Venezuela’s education law restructures, democratizes elite institutions

On Aug.14, the National Assembly of Venezuela passed the Organic Education Law, which seeks to restructure the university system, opening it to the working class.





vened law
Indigenous venezuelans demonstrate in support of
the Organic Education law.
The first draft of the law was completed in 2001 and became part of a national debate, carried out in virtually every sector of society over the last eight years, to uphold key constitutional principles.


Article 102 of the Bolivarian Constitution, ratified by popular referendum in 1999, states that “education is a human right and a fundamental social duty; it is democratic, free of charge, and obligatory.” The Organic Education Law establishes the institutional structures and the guiding principles for the state to make this right a reality for all Venezuelans.


For months, major opposition groups, including the association of rectors of Venezuela’s major autonomous and private universities, all major opposition parties, the privately owned media and the Catholic Church have waged a campaign against the legislation. Demonstrations held by these groups often turned violent, and their campaign has only intensified since the signing of the legislation into law on August 14.

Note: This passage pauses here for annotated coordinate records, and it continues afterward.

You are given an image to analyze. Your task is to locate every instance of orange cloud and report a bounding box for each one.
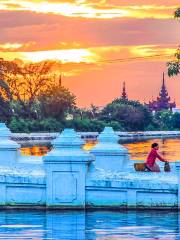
[0,0,178,19]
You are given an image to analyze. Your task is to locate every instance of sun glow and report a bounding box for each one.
[21,49,97,63]
[0,0,178,19]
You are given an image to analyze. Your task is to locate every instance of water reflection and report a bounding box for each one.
[21,138,180,161]
[0,211,180,240]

With classes set to begin Sept. 15, the right-wing opposition has threatened to sabotage any attempt at change in the education system. The president of Venezuela’s Chamber of Private Education, Octavio de Lamo, declared publicly, “We are organizing national networks that will connect with public establishments to confront the law, and avoid government intervention.” (Venezuelaanalysis.com, Aug 21)

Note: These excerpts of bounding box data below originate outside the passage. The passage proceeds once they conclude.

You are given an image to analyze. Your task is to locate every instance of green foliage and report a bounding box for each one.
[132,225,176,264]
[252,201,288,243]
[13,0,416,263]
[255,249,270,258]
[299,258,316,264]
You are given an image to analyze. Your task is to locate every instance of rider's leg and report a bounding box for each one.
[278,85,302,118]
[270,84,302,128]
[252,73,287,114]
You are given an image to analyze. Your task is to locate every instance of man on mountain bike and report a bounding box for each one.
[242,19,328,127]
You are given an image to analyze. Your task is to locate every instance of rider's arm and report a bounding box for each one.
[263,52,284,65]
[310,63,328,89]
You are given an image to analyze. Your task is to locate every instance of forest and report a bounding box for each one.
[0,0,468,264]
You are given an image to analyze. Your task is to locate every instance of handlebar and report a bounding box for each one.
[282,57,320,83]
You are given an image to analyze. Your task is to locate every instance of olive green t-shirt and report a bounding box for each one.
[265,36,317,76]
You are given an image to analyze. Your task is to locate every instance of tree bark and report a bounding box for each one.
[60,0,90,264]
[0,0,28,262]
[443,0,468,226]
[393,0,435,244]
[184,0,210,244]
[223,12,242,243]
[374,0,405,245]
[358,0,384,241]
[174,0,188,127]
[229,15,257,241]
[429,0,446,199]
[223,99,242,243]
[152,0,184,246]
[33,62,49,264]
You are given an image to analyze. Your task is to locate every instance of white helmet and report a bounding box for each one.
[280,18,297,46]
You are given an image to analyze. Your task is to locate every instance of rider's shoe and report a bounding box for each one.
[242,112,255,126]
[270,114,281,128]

The right-wing opposition, led by large sections of the Venezuelan ruling class and supported by U.S. imperialism, is bent on destroying the gains of the Bolivarian revolution. They have engaged in coup attempts, violent demonstrations, propaganda campaigns, referendums and more to achieve their aims.


But the Venezuelan people and the Bolivarian government have successfully blocked their efforts.

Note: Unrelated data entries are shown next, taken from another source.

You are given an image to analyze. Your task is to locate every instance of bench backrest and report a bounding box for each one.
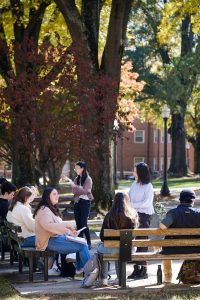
[104,228,200,248]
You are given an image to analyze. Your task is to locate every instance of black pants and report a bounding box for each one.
[74,199,91,246]
[135,212,151,266]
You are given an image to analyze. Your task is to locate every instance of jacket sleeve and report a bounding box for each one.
[39,207,67,235]
[134,185,154,208]
[72,176,92,196]
[21,205,35,232]
[100,214,109,242]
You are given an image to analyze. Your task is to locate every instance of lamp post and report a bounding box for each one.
[160,104,170,196]
[113,119,119,187]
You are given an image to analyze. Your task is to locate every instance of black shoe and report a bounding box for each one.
[127,265,140,279]
[134,266,148,280]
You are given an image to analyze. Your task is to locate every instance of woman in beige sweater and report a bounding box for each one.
[34,187,90,273]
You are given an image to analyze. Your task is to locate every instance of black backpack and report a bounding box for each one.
[56,254,76,278]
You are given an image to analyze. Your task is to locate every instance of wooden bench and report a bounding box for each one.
[4,221,55,281]
[102,228,200,287]
[0,217,9,260]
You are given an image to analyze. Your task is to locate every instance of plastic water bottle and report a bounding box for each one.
[157,265,162,284]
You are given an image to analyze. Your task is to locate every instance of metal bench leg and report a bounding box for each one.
[119,261,126,288]
[44,256,48,281]
[1,241,5,260]
[28,255,33,281]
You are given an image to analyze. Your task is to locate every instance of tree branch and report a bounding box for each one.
[101,0,132,84]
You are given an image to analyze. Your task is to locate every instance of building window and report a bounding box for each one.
[153,129,158,144]
[134,157,144,166]
[134,130,144,144]
[153,157,158,171]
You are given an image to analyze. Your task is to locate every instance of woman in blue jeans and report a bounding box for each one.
[71,161,94,249]
[34,187,90,274]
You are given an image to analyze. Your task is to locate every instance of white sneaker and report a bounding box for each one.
[48,267,60,276]
[101,278,108,286]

In response to open calls for the sabotage of the Organic Education Law, the United Socialist Party of Venezuela (PSUV) will designate the defense of the new legislation as one of the immediate tasks of newly formed Workers Patrols.


These Workers Patrols were formed as part of an internal reorganization of the party in the lead up to its national congress in October. The local units will be comprised of 20 to 30 party militants within a community, workplace or education center. According to the PSUV’s newspaper, the patrols will be the organizational basis for a “process of collective construction that will take the message of socialism house to house, street to street, neighborhood to neighborhood, and parish by parish.” (A La Izquierda, Aug. 10)


Indeed, among the stated functions of the Workers Patrols include the “organization of workers from the job site” and the preparation of “conditions for the building of socialism in the process of production and distribution of social wealth” and the “taking on of tasks of social control in the stages of planning, processing, and distribution.”


Law democratizes universities, increases access to education


The PSUV is mobilizing to protect a law that is directly intended to open universities to the most oppressed sectors of society and establish a more popular definition of the educational community.


As a sign of the democratization in the education process, the law expands the legal definition of the educational community to include families, community organizations and wage laborers who perform tasks not usually considered to be part of the education process, such as cooking and custodial work, in addition to the formal education workers and students.


The law will be decisive in the restructuring of the nation’s autonomous universities. These universities, which are funded by the state but run independently, have long been a hotbed for counterrevolutionary forces because of admission processes that favor students from the upper and middle class.


Administrators run the institutions like personal fiefdoms. Corruption is widespread, and aid to violent opposition groups is routinely provided.


Until now, top posts were chosen by a small group of administrators and other positions were subject to an electoral system based on a sliding scale, where the votes of students and professors counted less than those of top officials, and laborers were completely excluded.


Now, the entire university community will elect university officials. The law calls for anti-corruption councils to be established and subjected to popular vote. All elected authorities will be subject to recall.


The right of self-determination for the indigenous community is strongly protected in the law as well, keeping with the constitutional principle that native people will have “the right to their own education, and an education system of an intercultural and bilingual nature, taking into account their special social and cultural characteristics, values and traditions.”


Further laws of a lower legal stature must still be passed to govern specific areas of the legislation. Given the right-wing opposition, this aspect of the class struggle in Venezuela is far from over.


However, the reorganization into a system of “liberating education” will deal a serious blow to the legacies of colonialism and neo-liberalism. The new education structure also removes elite, exclusive universities, which have been a key weapon of the right-wing opposition, from their arsenal.


The mobilization of workers to defend advances, along with a nation-wide education campaign taking places in wide sectors of society, will strengthen the ideological foundation of the Bolivarian revolution.